Irrevocable Live Insurance Trust: A document that removes the value of your life insurance from your taxable estate. You choose a trustee. The trustee makes sure the policy premiums are paid and that your beneficiaries receive proceeds at your death.
Joint Tendency: A crucial relationship in the ownership of real property, which provides that each party owns an undivided interest in the entire parcel, with both having the right to use all of it and the right of survivorship, which means that upon the death of one joint tenant, the other has title to it all.
Lack of Capacity (Incapacity): The lacking of ability to understand one’s actions in making a Will, Trust, executing some other document or entering into any other agreement. A challenge to the validity of any of those instruments turns on a claim that the person (now deceased or unable to testify) lacked the capacity to understand what he owned, who were the “natural objects of his bounty” (close relatives), that no one was able to dominate the testator’s (the writer’s) judgment so as to exert “undue influence.” Mental weakness may show lack of capacity to make a Will, as can fear, intimidation or persistent intoxication.
Legatees (or Devisees): Refers to people who are named in a Will.
Living Will (Medical Directive): This is an advanced directive which gives your doctors and hospitals your instructions regarding providing or stopping health care treatment should you suffer permanent incapacity, such as an irreversible coma. (Note: contrast with a durable power of attorney for health care where you give an “individual” certain authority.)
Living Trust (Irrevocable): Also called an “Irrevocable Trust” is a legal document that holds title or ownership to your real property and assets; however, unlike a revocable trust, this trust can’t be modified or terminated without the permission of the beneficiaries.

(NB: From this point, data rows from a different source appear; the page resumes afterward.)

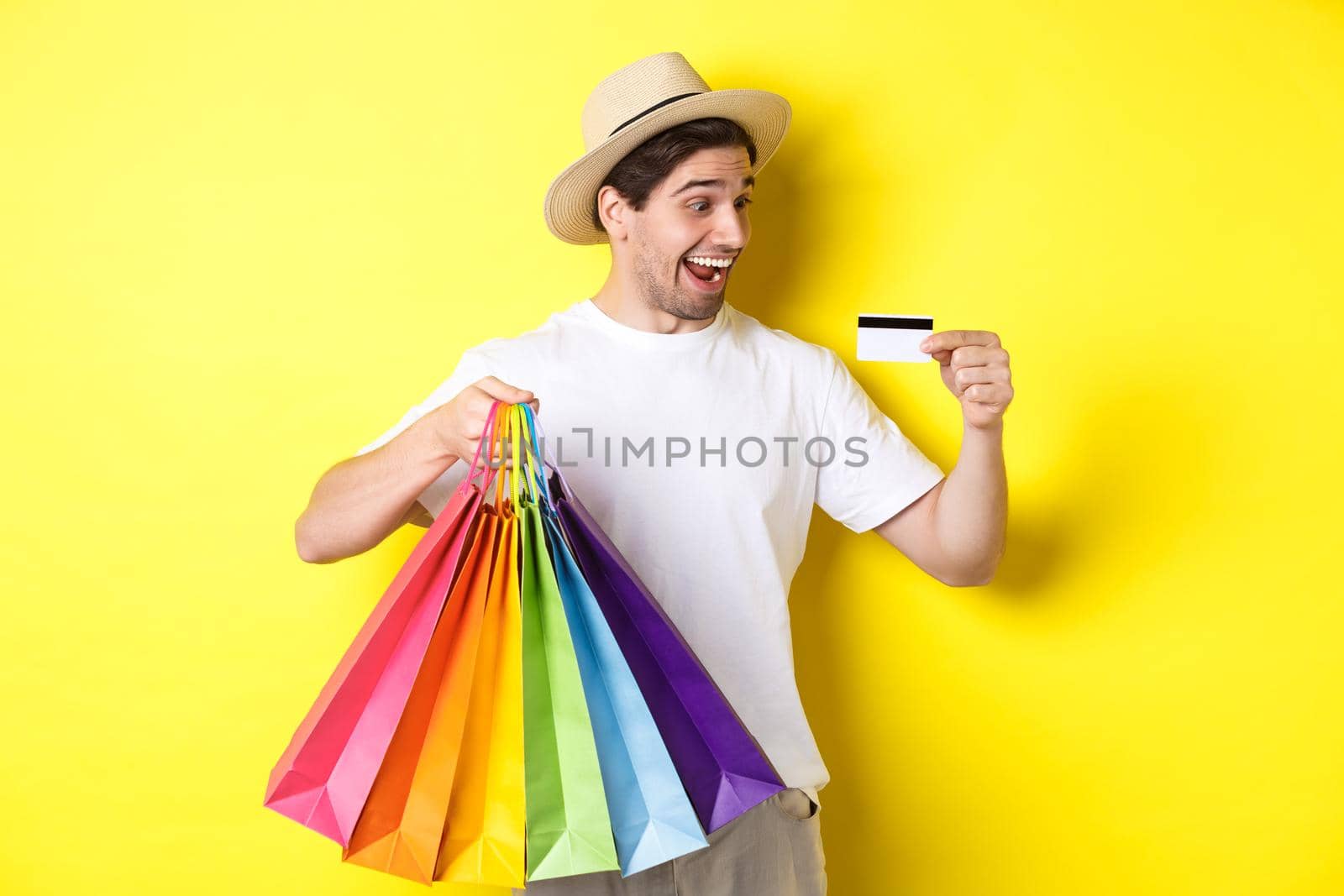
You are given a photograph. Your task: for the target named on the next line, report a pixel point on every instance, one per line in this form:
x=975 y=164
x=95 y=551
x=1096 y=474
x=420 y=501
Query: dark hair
x=649 y=164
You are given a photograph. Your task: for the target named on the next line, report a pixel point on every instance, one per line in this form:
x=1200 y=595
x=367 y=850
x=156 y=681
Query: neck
x=622 y=302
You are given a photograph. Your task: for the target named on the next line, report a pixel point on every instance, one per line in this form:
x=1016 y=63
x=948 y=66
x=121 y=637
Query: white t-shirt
x=679 y=446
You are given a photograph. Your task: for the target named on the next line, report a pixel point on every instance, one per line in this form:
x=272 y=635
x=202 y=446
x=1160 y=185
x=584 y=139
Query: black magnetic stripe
x=895 y=322
x=658 y=105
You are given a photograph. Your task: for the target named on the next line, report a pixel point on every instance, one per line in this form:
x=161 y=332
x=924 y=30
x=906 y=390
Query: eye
x=701 y=202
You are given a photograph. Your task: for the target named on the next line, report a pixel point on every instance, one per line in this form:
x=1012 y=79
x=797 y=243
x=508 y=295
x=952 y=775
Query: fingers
x=503 y=391
x=951 y=338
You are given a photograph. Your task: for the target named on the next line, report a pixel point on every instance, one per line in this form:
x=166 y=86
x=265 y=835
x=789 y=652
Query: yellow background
x=239 y=241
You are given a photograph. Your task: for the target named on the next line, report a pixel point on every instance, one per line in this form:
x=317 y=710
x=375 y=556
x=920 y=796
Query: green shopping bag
x=569 y=831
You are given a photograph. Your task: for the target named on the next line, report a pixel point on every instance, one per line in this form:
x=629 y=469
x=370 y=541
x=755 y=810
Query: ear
x=613 y=210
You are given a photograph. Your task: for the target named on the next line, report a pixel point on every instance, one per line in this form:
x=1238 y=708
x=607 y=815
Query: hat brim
x=569 y=202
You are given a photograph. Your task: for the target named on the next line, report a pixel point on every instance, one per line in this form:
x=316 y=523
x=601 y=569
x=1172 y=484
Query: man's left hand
x=974 y=369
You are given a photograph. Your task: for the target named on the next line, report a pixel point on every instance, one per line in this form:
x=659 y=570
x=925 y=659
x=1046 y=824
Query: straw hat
x=636 y=102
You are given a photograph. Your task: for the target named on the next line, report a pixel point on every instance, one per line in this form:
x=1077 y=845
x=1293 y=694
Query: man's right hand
x=460 y=423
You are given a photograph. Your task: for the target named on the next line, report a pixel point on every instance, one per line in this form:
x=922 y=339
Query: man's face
x=685 y=217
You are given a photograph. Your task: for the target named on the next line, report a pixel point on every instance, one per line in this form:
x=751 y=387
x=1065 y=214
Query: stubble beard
x=676 y=301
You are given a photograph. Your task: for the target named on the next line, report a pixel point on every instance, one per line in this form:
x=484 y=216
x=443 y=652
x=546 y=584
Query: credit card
x=893 y=338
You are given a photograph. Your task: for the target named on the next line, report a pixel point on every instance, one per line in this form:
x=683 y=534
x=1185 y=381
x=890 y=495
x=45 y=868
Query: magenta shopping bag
x=324 y=777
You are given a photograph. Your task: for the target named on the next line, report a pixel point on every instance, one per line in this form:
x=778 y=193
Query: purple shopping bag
x=721 y=765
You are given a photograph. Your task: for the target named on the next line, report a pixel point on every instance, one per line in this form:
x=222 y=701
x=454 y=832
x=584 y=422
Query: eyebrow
x=746 y=181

The grantor, having transferred assets into the trust, effectively removes all of his or her rights of ownership to the assets and the trust. The main reason for setting up an irrevocable trust is for estate and tax considerations. The benefit of this type of trust for estate assets is that it removes all incidents of ownership, effectively removing the trust’s assets from the grantor’s taxable estate. The grantor is also relieved of the tax liability on the income generated by the assets. While the tax rules will vary between jurisdictions, in most cases, the grantor can’t receive these benefits if he or she is the trustee of the trust. The assets held in the trust can include, but are not limited to, a business, cash, investment assets and life insurance policies.

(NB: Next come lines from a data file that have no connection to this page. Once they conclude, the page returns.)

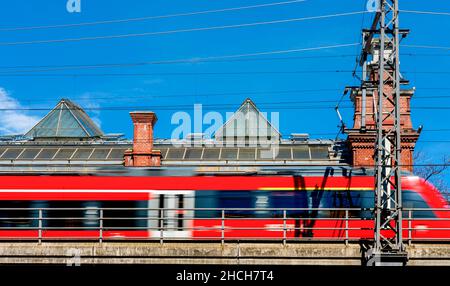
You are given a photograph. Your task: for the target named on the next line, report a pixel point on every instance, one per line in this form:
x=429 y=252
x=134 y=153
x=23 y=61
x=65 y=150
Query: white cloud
x=14 y=121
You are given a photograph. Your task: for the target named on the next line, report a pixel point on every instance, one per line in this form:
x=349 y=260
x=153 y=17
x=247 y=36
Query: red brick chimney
x=361 y=139
x=143 y=154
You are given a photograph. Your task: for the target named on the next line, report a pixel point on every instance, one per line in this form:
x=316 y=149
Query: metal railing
x=230 y=224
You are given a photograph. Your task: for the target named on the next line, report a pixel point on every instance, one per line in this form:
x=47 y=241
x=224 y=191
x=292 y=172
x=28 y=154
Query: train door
x=171 y=214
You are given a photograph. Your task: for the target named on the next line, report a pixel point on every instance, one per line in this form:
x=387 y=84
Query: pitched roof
x=247 y=122
x=66 y=120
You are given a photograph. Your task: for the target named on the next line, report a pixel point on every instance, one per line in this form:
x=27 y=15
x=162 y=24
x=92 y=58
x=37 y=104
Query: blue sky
x=168 y=90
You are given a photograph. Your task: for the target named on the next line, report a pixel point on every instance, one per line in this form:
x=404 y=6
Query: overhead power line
x=218 y=59
x=274 y=105
x=160 y=62
x=146 y=18
x=426 y=47
x=426 y=12
x=210 y=28
x=172 y=73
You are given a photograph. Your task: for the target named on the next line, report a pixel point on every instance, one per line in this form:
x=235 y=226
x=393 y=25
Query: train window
x=413 y=200
x=247 y=153
x=29 y=154
x=286 y=200
x=2 y=150
x=175 y=153
x=14 y=214
x=211 y=154
x=47 y=154
x=319 y=152
x=283 y=154
x=82 y=154
x=12 y=154
x=123 y=214
x=163 y=152
x=180 y=211
x=300 y=152
x=241 y=203
x=229 y=154
x=206 y=200
x=193 y=153
x=64 y=154
x=64 y=214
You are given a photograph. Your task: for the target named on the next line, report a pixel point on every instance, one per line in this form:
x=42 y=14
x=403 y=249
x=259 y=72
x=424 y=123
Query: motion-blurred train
x=258 y=206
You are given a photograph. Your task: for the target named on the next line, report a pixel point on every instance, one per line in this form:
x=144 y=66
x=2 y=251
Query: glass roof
x=65 y=120
x=169 y=153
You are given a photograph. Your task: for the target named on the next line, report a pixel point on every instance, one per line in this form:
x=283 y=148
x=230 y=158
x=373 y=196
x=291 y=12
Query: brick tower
x=142 y=154
x=361 y=138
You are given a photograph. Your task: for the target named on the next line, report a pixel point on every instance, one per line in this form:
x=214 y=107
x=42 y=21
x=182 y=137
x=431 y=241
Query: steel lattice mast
x=388 y=248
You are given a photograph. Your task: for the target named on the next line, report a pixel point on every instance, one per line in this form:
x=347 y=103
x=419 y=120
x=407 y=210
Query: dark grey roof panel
x=66 y=120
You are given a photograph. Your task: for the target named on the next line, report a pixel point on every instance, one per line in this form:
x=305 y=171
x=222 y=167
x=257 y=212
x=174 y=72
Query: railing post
x=409 y=227
x=161 y=229
x=223 y=227
x=346 y=227
x=101 y=226
x=284 y=227
x=40 y=226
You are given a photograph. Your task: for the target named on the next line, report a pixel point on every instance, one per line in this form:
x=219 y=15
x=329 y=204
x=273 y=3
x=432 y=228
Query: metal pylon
x=388 y=247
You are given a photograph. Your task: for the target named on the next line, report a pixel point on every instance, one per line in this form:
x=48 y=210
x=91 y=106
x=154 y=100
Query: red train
x=209 y=207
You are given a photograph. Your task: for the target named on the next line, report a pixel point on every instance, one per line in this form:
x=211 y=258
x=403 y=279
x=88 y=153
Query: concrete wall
x=206 y=253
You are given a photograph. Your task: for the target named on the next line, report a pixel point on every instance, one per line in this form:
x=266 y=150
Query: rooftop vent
x=299 y=137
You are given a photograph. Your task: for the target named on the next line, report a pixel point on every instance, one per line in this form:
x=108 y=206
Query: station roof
x=66 y=120
x=56 y=144
x=247 y=122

Living Trust (Revocable): Also called a “Family Trust” is a legal document that holds title or ownership to your real property and assets. When you create a Revocable Living Trust you transfer ownership of your assets to the trust. Transferring assets is typically called “funding.” Although you transfer title, you remain in total control over the assets. You can still buy, sell, borrow against and transfer those assets. Living Trust terms look like terms from a Will. It includes details and instruction for how you want your estate to be handled at your death. Unlike a Will, however, a properly funded trust does not go through probate and is usually only subject to probate court jurisdiction if there are problems with trust administration.

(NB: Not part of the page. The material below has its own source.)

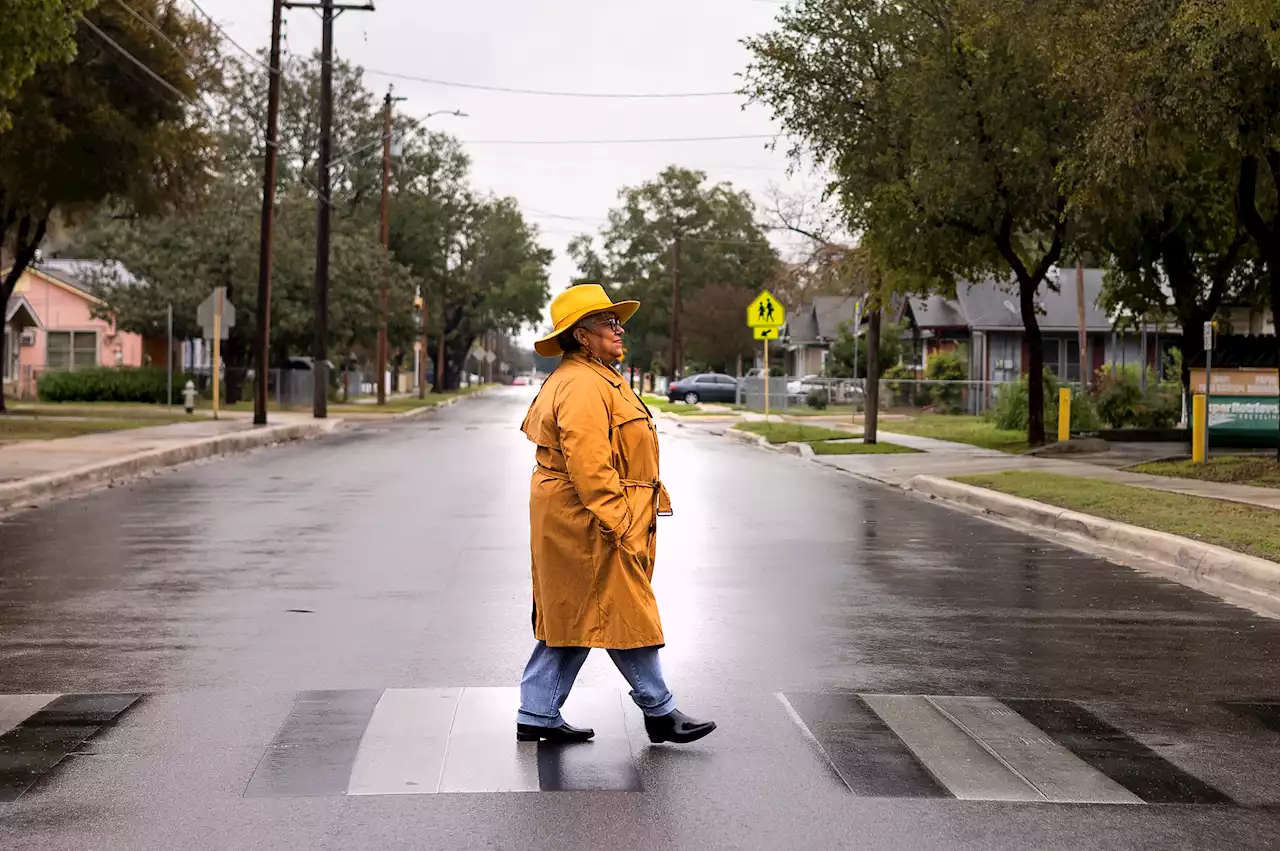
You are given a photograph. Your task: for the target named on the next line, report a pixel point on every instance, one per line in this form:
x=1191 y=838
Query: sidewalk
x=37 y=470
x=947 y=460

LPS Conservatorship: A mental health (LPS) conservatorship makes one adult (the conservator) responsible for a mentally ill adult (the conservatee). These conservatorships are only for adults with mental illnesses listed in the Diagnostic and Statistical Manual of Mental Disorders (DMS). The most common disorders are biological brain disorders such as: Schizophrenia, Bi-Polar Disorder (Manic Depression), Schizo-Affective Disorder, Clinical Depression, and Obsessive Compulsive Disorder. LPS Conservatorships are not for people with organic brain disorders, brain trauma, retardation, alcohol and drug addiction, or dementia, unless they also have one of the serious brain disorders listed in the DMS.